Microdevices, such as integrated electronic circuits and microelectromechanical system (MEMS) are used in a variety of products, from automobiles to microwaves to personal computers. Designing and fabricating microdevices typically involves many steps, known as a “design flow.” The particular steps of a design flow often are dependent upon the type of microcircuit being designed, its complexity, the design team, and the microcircuit fabricator or foundry that will manufacture the microcircuit. For example, if the microdevice is a complex integrated circuit, then various software and hardware “tools” typically will be used to verify the device's design prior to manufacture, to confirm that the manufactured circuit will operate as intended.
During the microdevice design flow process, a physical design for the device will be created describing the specific geometric elements that will make up the device. This type of design often is referred to as a “layout” design. For example, if the microdevice is an integrated circuit, then the geometric elements will define the shapes that will be created in various materials to actually manufacture the circuit device components (e.g., contacts, gates, interconnect lines, etc.) making up the circuit. While the geometric elements may have any desired shapes, such as circular and elliptical shapes, they typically will be polygons. Layout tools (often referred to as “place and route” tools), such as Mentor Graphics' IC Station or Cadence's Virtuoso, are commonly used for both of these tasks.
After the layout design has been finalized, it is converted into a format that can be employed to manufacture the microdevice. For example, the microdevice may be manufactured using a photolithographic manufacturing process. With this manufacturing process, the layout design data will be converted into a format that can be used by a mask writing tool to create a mask for use in a photolithographic manufacturing process. Masks are typically made using tools that expose a blank mask substrate to a beam of radiation, such as an electron or laser beam, to create opaque, translucent or transparent patterns. Alternately, the microdevice may be manufactured by using a beam of radiation to directly write patterns onto a device substrate, by, for example, energizing portions of a resist material formed over the substrate's surface prior to an etching process. With this type of direct-write manufacturing process, the layout design data similarly will be converted into a format that can be used by a radiation beam tool to write the desired patterns onto a substrate.

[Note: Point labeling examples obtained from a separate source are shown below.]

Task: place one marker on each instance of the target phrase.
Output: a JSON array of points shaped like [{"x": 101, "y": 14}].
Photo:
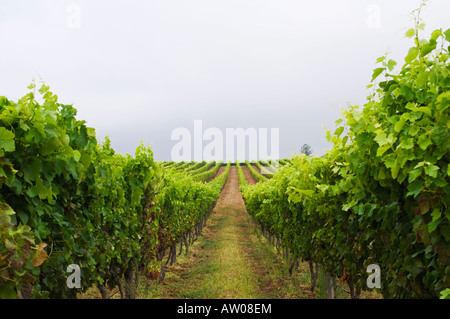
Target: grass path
[{"x": 230, "y": 260}]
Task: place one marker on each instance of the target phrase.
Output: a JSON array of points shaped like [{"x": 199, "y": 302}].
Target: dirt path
[
  {"x": 248, "y": 175},
  {"x": 230, "y": 260}
]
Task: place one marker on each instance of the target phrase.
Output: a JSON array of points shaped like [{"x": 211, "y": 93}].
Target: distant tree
[{"x": 306, "y": 149}]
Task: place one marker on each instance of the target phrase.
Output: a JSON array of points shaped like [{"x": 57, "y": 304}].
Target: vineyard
[{"x": 380, "y": 195}]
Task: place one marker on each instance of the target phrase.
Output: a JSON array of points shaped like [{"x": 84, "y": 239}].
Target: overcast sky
[{"x": 137, "y": 70}]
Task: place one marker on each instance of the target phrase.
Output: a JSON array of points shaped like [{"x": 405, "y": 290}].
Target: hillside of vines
[{"x": 380, "y": 195}]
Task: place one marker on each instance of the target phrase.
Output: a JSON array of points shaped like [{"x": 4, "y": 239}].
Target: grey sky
[{"x": 136, "y": 70}]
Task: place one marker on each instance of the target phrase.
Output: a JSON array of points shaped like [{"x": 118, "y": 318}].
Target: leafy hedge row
[
  {"x": 381, "y": 195},
  {"x": 67, "y": 199}
]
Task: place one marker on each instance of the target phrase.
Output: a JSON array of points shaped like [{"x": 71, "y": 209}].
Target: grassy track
[{"x": 230, "y": 260}]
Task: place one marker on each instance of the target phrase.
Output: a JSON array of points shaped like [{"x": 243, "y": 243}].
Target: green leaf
[
  {"x": 415, "y": 188},
  {"x": 412, "y": 55},
  {"x": 381, "y": 138},
  {"x": 376, "y": 73},
  {"x": 7, "y": 140},
  {"x": 391, "y": 64},
  {"x": 424, "y": 141},
  {"x": 382, "y": 149},
  {"x": 339, "y": 131},
  {"x": 436, "y": 34},
  {"x": 431, "y": 170}
]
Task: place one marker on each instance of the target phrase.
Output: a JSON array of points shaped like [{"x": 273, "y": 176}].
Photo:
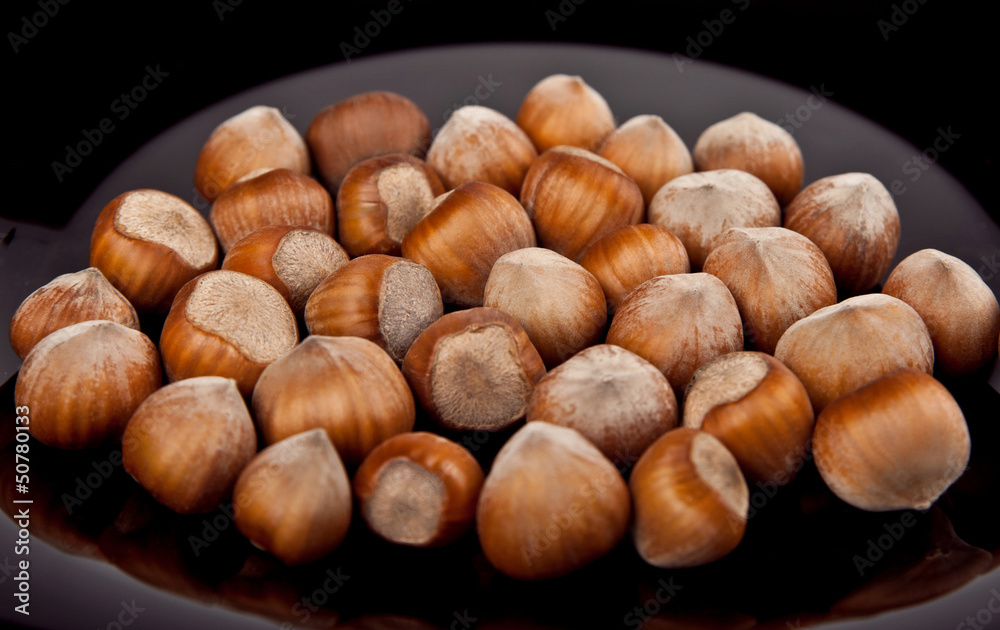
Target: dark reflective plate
[{"x": 104, "y": 555}]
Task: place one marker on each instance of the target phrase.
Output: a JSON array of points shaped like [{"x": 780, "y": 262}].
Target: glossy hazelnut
[
  {"x": 364, "y": 126},
  {"x": 758, "y": 409},
  {"x": 474, "y": 213},
  {"x": 481, "y": 144},
  {"x": 575, "y": 197},
  {"x": 853, "y": 219},
  {"x": 960, "y": 310},
  {"x": 384, "y": 299},
  {"x": 226, "y": 323},
  {"x": 678, "y": 323},
  {"x": 632, "y": 254},
  {"x": 760, "y": 147},
  {"x": 268, "y": 197},
  {"x": 614, "y": 398},
  {"x": 690, "y": 500},
  {"x": 381, "y": 199},
  {"x": 259, "y": 137},
  {"x": 347, "y": 386},
  {"x": 776, "y": 276},
  {"x": 68, "y": 299},
  {"x": 188, "y": 441},
  {"x": 649, "y": 151},
  {"x": 558, "y": 303},
  {"x": 292, "y": 260},
  {"x": 563, "y": 109},
  {"x": 571, "y": 504},
  {"x": 293, "y": 499},
  {"x": 474, "y": 369},
  {"x": 148, "y": 243},
  {"x": 418, "y": 489},
  {"x": 896, "y": 443},
  {"x": 83, "y": 382},
  {"x": 699, "y": 207},
  {"x": 841, "y": 347}
]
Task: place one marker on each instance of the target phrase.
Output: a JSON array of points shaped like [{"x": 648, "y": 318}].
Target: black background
[{"x": 931, "y": 72}]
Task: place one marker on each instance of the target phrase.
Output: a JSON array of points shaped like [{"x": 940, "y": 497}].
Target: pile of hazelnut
[{"x": 593, "y": 294}]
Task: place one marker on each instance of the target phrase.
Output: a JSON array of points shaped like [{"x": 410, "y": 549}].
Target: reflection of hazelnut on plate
[
  {"x": 563, "y": 109},
  {"x": 68, "y": 299},
  {"x": 690, "y": 499},
  {"x": 381, "y": 199},
  {"x": 575, "y": 197},
  {"x": 474, "y": 369},
  {"x": 148, "y": 243},
  {"x": 290, "y": 259},
  {"x": 558, "y": 303},
  {"x": 896, "y": 443},
  {"x": 632, "y": 254},
  {"x": 777, "y": 277},
  {"x": 550, "y": 504},
  {"x": 613, "y": 397},
  {"x": 83, "y": 382},
  {"x": 385, "y": 299},
  {"x": 649, "y": 151},
  {"x": 259, "y": 137},
  {"x": 481, "y": 144},
  {"x": 853, "y": 219},
  {"x": 678, "y": 323},
  {"x": 699, "y": 207},
  {"x": 960, "y": 310},
  {"x": 760, "y": 147},
  {"x": 418, "y": 489},
  {"x": 841, "y": 347},
  {"x": 758, "y": 409},
  {"x": 270, "y": 197},
  {"x": 364, "y": 126}
]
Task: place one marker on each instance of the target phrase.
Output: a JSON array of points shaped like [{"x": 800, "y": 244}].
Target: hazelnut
[
  {"x": 292, "y": 260},
  {"x": 270, "y": 197},
  {"x": 760, "y": 147},
  {"x": 259, "y": 137},
  {"x": 699, "y": 207},
  {"x": 649, "y": 151},
  {"x": 690, "y": 499},
  {"x": 575, "y": 197},
  {"x": 148, "y": 243},
  {"x": 550, "y": 504},
  {"x": 187, "y": 443},
  {"x": 68, "y": 299},
  {"x": 841, "y": 347},
  {"x": 558, "y": 303},
  {"x": 478, "y": 213},
  {"x": 959, "y": 309},
  {"x": 226, "y": 323},
  {"x": 384, "y": 299},
  {"x": 632, "y": 254},
  {"x": 776, "y": 276},
  {"x": 381, "y": 199},
  {"x": 293, "y": 499},
  {"x": 757, "y": 408},
  {"x": 896, "y": 443},
  {"x": 347, "y": 386},
  {"x": 473, "y": 369},
  {"x": 853, "y": 219},
  {"x": 614, "y": 398},
  {"x": 481, "y": 144},
  {"x": 562, "y": 109},
  {"x": 678, "y": 323},
  {"x": 83, "y": 382},
  {"x": 418, "y": 489},
  {"x": 364, "y": 126}
]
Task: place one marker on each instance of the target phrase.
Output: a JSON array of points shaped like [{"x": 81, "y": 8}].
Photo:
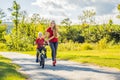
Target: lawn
[
  {"x": 104, "y": 57},
  {"x": 8, "y": 70}
]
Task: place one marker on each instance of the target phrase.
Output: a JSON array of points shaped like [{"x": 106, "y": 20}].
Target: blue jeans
[{"x": 53, "y": 46}]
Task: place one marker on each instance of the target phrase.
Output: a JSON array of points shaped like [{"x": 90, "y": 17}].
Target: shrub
[
  {"x": 86, "y": 46},
  {"x": 2, "y": 46},
  {"x": 102, "y": 44}
]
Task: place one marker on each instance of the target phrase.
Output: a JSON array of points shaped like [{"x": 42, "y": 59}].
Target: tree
[
  {"x": 110, "y": 22},
  {"x": 87, "y": 17},
  {"x": 67, "y": 23},
  {"x": 2, "y": 15},
  {"x": 15, "y": 14}
]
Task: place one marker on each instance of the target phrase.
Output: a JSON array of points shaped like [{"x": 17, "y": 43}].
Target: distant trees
[
  {"x": 118, "y": 8},
  {"x": 15, "y": 15},
  {"x": 87, "y": 17},
  {"x": 2, "y": 15}
]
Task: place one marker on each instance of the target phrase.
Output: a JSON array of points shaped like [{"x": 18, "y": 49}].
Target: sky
[{"x": 60, "y": 9}]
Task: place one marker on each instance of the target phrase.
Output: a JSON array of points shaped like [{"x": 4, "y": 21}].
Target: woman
[{"x": 52, "y": 34}]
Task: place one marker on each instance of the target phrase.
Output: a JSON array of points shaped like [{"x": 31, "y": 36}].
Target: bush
[
  {"x": 2, "y": 46},
  {"x": 102, "y": 44},
  {"x": 86, "y": 46}
]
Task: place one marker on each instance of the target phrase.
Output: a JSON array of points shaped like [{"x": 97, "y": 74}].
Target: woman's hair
[{"x": 55, "y": 30}]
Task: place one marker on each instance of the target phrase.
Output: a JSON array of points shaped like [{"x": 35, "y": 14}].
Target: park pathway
[{"x": 65, "y": 70}]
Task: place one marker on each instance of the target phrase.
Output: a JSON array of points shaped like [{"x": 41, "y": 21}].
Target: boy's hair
[{"x": 40, "y": 34}]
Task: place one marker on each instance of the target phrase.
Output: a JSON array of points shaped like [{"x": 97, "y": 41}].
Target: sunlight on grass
[{"x": 105, "y": 57}]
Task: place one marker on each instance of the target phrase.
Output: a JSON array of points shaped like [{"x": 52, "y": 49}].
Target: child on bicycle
[{"x": 40, "y": 45}]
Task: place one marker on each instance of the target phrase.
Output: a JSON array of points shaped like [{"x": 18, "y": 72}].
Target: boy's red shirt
[
  {"x": 40, "y": 42},
  {"x": 50, "y": 31}
]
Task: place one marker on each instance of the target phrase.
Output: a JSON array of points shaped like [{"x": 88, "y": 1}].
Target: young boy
[{"x": 40, "y": 45}]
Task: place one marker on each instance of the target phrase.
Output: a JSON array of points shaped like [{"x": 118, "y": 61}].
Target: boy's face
[{"x": 40, "y": 35}]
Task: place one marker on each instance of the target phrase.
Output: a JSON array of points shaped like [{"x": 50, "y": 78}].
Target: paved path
[{"x": 65, "y": 70}]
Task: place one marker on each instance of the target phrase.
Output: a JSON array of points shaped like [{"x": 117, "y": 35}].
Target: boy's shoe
[
  {"x": 45, "y": 56},
  {"x": 54, "y": 63},
  {"x": 36, "y": 60}
]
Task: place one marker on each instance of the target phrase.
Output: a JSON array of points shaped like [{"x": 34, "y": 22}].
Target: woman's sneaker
[{"x": 37, "y": 60}]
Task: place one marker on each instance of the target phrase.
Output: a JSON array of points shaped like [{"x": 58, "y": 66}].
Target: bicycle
[{"x": 41, "y": 57}]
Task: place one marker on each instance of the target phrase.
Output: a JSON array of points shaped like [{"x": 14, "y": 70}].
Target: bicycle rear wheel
[{"x": 42, "y": 61}]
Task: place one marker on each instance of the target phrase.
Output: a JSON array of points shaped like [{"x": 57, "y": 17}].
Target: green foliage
[
  {"x": 3, "y": 29},
  {"x": 2, "y": 46},
  {"x": 86, "y": 46},
  {"x": 102, "y": 44}
]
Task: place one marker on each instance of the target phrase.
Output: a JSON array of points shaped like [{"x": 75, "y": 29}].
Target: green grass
[
  {"x": 8, "y": 70},
  {"x": 104, "y": 57}
]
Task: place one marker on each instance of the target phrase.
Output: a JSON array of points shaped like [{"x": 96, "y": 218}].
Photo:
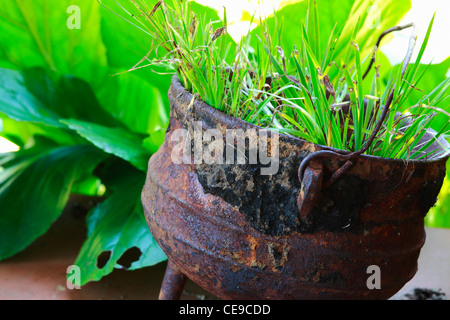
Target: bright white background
[{"x": 421, "y": 12}]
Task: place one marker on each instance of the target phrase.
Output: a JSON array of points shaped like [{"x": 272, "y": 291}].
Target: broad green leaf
[
  {"x": 37, "y": 96},
  {"x": 137, "y": 103},
  {"x": 439, "y": 215},
  {"x": 44, "y": 30},
  {"x": 114, "y": 140},
  {"x": 116, "y": 225},
  {"x": 35, "y": 185}
]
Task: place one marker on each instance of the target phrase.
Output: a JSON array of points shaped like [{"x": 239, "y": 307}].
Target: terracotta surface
[{"x": 39, "y": 271}]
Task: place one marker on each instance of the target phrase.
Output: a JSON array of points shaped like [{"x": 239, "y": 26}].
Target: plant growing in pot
[{"x": 285, "y": 174}]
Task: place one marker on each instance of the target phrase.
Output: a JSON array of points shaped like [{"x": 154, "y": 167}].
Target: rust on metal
[{"x": 239, "y": 234}]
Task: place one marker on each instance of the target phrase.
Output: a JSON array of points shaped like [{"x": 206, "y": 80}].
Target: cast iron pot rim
[{"x": 181, "y": 91}]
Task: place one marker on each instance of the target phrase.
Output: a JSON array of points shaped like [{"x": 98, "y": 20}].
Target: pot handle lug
[{"x": 311, "y": 179}]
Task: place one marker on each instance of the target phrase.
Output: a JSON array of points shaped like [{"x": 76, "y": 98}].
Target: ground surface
[{"x": 39, "y": 271}]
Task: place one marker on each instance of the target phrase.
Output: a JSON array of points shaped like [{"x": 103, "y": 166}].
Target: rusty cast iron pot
[{"x": 241, "y": 235}]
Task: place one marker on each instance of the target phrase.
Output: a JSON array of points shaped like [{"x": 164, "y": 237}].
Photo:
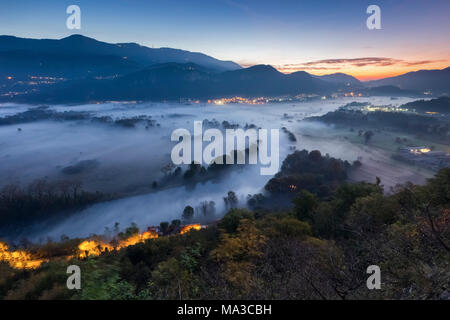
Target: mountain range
[{"x": 80, "y": 69}]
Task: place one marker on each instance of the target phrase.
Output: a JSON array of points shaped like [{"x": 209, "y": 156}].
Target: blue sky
[{"x": 414, "y": 33}]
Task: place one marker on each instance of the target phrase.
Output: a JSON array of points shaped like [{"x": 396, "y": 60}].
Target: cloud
[{"x": 336, "y": 64}]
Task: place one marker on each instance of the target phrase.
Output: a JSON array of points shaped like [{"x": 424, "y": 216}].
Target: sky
[{"x": 317, "y": 36}]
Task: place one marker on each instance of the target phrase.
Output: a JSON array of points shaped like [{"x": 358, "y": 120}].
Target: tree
[
  {"x": 304, "y": 205},
  {"x": 188, "y": 214},
  {"x": 231, "y": 201}
]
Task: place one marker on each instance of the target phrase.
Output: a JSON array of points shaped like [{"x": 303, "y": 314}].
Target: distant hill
[
  {"x": 341, "y": 78},
  {"x": 175, "y": 81},
  {"x": 436, "y": 81},
  {"x": 440, "y": 105},
  {"x": 78, "y": 56}
]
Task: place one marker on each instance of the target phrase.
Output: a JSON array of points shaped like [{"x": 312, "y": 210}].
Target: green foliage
[{"x": 318, "y": 250}]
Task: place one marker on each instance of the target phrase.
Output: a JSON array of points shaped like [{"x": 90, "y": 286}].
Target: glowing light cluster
[
  {"x": 260, "y": 100},
  {"x": 19, "y": 259},
  {"x": 97, "y": 247}
]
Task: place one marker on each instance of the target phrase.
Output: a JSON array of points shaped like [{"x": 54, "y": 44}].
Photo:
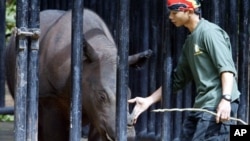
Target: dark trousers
[{"x": 202, "y": 126}]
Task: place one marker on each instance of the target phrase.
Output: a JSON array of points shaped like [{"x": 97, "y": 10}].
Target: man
[{"x": 207, "y": 60}]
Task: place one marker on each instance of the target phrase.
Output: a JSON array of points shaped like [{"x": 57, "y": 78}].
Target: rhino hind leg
[
  {"x": 53, "y": 124},
  {"x": 94, "y": 135}
]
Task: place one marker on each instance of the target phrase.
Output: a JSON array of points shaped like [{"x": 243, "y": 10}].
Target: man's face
[{"x": 179, "y": 18}]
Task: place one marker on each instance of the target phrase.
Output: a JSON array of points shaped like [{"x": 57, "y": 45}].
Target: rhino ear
[{"x": 89, "y": 53}]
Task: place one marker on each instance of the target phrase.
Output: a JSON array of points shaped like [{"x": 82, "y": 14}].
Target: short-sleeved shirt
[{"x": 206, "y": 54}]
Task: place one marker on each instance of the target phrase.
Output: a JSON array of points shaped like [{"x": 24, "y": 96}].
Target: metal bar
[
  {"x": 122, "y": 71},
  {"x": 166, "y": 75},
  {"x": 7, "y": 111},
  {"x": 232, "y": 29},
  {"x": 243, "y": 59},
  {"x": 21, "y": 73},
  {"x": 33, "y": 86},
  {"x": 2, "y": 48},
  {"x": 76, "y": 70},
  {"x": 154, "y": 29}
]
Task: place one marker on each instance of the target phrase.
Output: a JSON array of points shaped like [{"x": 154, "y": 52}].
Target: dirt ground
[{"x": 7, "y": 128}]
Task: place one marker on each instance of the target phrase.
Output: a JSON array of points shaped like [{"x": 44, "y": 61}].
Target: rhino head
[{"x": 99, "y": 85}]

Most radiation beam writing tools are able to only write certain kinds of polygons, however, such as right triangles, rectangles or other trapezoids. Moreover, the sizes of the polygons are limited physically by the maximum beam aperture size available to the radiation beam writing tool. Accordingly, larger geometric elements in a layout design, or geometric elements that are not basic right triangles, rectangles or trapezoids (which typically is a majority of the geometric elements in a layout design) are “fractured” into smaller, more basic “atomic” polygons that can be written by radiation beam writing tool. Typically, these atomic polygons will be rectangles. Once the layout design has been fractured into atomic shapes, the layout design data can be converted to a format compatible with a particular radiation beam writing tool. Examples of such formats are MEBES, for raster scanning machines manufactured by ETEC, an Applied Materials Company, the “.MIC” format from Micronics AB in Sweden, and various vector scan formats for Nuflare, JEOL, and Hitachi machines, such as VSB12 or VSB12.
With conventional radiation beam writing tools, each atomic shape may be formed with a single beam exposure through one or more apertures that are configured for the desired atomic shape. This exposure is often referred to as a “shot.” The operating time of radiation beam writing tool typically will be proportional to the number of shots required to write the desired pattern. Accordingly, as microdevice designs become more complex, the amount of time required to create a photolithographic mask or manufacture a microdevice using a direct-writing technique has increased. Further, with photolithographic manufacturing, some resolution enhancement techniques used to improve the manufacturing process, such as optical process correction (OPC), have dramatically increased the number of atomic shapes in fractured layout designs. As a result, creating a set of photolithographic masks required to manufacture an integrated circuit microdevice may cost millions of dollars.